I'm not the best apologist for CSPP. The whole contraception thing is easy to pose in theoretical terms: although there may be allowances for extreme cases of unique hardship, contraception is out. But how extreme, and how unique, and what hardship? How hyper does the emesis have to be to make some NFP-accomplished spacing morally defensible? How poor is poor enough in our climate-controlled, overfed society? Does mom's psychological stability count for anything when it can't even be quantified? How do we measure up to our foremothers who didn't have any options when it came to family sizing regardless of how they felt*?
Even more concretely, I know only a few people who haven't encountered at least one more or less extraordinary hardship along the way. May the bold and winning personalities over at All Onan, All the Time (kidding! kidding!) have mercy on my soul, but I don't want to be the one telling the real women who throw up for months, have difficult and protracted deliveries, will never be the same after 4th-degree lacerations, fight true demons postpartum, suffer repeated miscarriages, etc., to grin and literally bear it. Babies ad menopausum is a darn tall order for someone like me who has never had a serious or lasting complication. What about these girls who don't have it so comparatively easy?

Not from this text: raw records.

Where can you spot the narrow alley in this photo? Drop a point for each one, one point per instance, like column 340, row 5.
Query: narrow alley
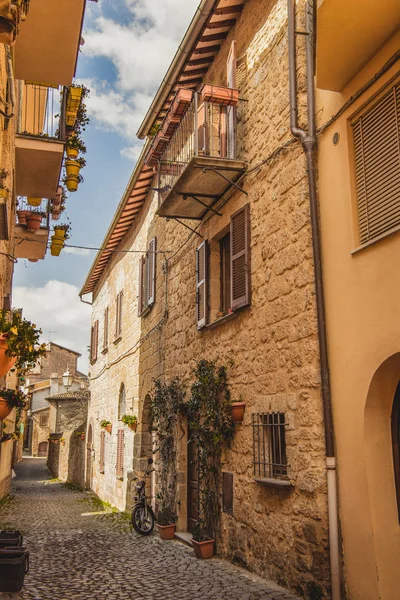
column 79, row 550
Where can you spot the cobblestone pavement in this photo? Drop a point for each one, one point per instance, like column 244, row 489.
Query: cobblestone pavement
column 78, row 550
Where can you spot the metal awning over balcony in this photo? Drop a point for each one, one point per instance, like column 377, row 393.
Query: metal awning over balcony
column 39, row 144
column 48, row 41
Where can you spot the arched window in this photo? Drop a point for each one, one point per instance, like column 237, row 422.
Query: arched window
column 396, row 442
column 121, row 402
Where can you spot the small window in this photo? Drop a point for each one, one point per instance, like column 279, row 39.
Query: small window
column 105, row 336
column 120, row 454
column 377, row 167
column 269, row 445
column 94, row 342
column 147, row 278
column 118, row 315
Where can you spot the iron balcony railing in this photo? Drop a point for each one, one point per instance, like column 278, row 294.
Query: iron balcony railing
column 42, row 111
column 206, row 129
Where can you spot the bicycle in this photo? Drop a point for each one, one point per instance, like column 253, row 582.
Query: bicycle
column 142, row 517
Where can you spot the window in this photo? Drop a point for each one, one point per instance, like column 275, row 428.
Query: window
column 147, row 278
column 121, row 402
column 396, row 443
column 118, row 315
column 102, row 450
column 94, row 341
column 269, row 445
column 105, row 336
column 377, row 166
column 223, row 270
column 120, row 454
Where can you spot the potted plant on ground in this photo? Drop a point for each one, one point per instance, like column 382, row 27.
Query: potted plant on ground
column 10, row 399
column 166, row 404
column 19, row 343
column 130, row 420
column 211, row 430
column 104, row 424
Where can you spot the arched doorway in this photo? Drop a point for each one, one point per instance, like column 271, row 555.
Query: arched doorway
column 43, row 448
column 89, row 458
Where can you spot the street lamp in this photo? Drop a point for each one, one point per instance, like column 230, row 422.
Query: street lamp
column 67, row 379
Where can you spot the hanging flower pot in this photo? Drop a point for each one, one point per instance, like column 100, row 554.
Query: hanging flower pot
column 238, row 411
column 57, row 244
column 21, row 214
column 34, row 201
column 72, row 167
column 72, row 182
column 33, row 221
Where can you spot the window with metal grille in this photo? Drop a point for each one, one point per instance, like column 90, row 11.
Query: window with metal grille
column 147, row 278
column 376, row 138
column 102, row 450
column 269, row 445
column 120, row 454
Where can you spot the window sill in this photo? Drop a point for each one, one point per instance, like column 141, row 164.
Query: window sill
column 221, row 320
column 270, row 481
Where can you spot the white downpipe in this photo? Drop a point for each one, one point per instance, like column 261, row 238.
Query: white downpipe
column 333, row 526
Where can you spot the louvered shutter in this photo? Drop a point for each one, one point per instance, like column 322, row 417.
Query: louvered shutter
column 240, row 258
column 120, row 453
column 102, row 450
column 202, row 285
column 151, row 272
column 376, row 136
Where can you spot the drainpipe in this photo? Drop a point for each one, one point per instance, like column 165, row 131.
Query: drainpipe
column 308, row 141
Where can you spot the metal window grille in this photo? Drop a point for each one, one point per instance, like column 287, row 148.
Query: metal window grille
column 269, row 445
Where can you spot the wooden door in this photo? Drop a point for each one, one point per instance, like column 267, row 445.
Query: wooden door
column 193, row 486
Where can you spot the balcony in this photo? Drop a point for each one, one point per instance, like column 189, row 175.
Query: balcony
column 48, row 41
column 195, row 150
column 348, row 36
column 31, row 243
column 40, row 140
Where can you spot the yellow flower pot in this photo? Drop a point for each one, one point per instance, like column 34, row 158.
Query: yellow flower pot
column 72, row 167
column 72, row 183
column 34, row 201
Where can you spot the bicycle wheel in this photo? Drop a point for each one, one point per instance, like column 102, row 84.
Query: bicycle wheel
column 141, row 523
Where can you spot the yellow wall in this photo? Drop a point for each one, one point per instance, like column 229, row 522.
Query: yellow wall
column 362, row 300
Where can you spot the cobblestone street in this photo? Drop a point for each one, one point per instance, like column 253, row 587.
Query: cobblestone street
column 78, row 550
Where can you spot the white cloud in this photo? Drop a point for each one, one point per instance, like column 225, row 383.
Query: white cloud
column 140, row 50
column 56, row 307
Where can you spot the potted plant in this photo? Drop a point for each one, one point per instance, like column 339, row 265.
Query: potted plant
column 10, row 399
column 3, row 188
column 130, row 420
column 19, row 343
column 104, row 424
column 211, row 431
column 166, row 405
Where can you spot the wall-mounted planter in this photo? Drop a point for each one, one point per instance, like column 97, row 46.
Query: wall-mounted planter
column 238, row 411
column 219, row 95
column 203, row 549
column 33, row 221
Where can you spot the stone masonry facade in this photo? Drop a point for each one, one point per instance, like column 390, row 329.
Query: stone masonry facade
column 270, row 347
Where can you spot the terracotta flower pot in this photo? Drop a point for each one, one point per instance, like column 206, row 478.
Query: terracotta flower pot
column 203, row 549
column 166, row 532
column 6, row 362
column 33, row 221
column 4, row 409
column 238, row 411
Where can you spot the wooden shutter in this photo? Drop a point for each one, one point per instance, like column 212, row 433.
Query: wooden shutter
column 240, row 258
column 376, row 137
column 102, row 450
column 151, row 272
column 202, row 285
column 120, row 454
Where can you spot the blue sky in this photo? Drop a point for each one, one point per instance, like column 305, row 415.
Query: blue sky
column 129, row 45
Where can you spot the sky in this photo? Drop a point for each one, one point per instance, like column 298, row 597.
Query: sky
column 128, row 47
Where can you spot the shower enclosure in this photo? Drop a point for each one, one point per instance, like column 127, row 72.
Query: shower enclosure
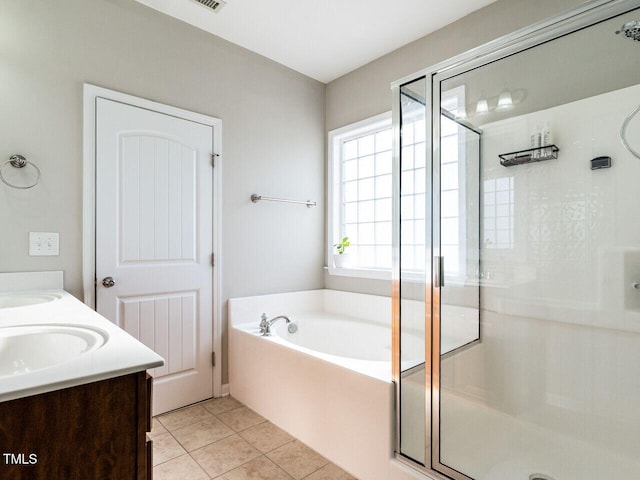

To calm myself down when I start getting unhappy about all this, I remind myself of something that I'm pretty sure I came across, surprisingly, in one of those rabid papist books on the topic. For those who doubt or question, who fear or resent, with scary pasts or unpromising futures, don't try to force yourself to decide to have 53 babies. Just decide to have one (or one more). Maybe it won't be as bad as you think. You won't know until you try.
Or maybe it will be as bad as you think. But you'll have received another immeasurably precious gift of God.
I don't know what's going to happen anyway. My next baby may be my last. My last baby may be my last. For a long-ranger worrier like me, this is a hard lesson. But I know that what I need to do is just trust God today, and then do that every day (including the day I get pregnant, the day I don't get pregnant, the day the baby is born, the day the baby still isn't born). And also not think about how much I don't want to go through labor again.
*I know, all historical periods have had their methods of limiting children without abstinence. But not all people have.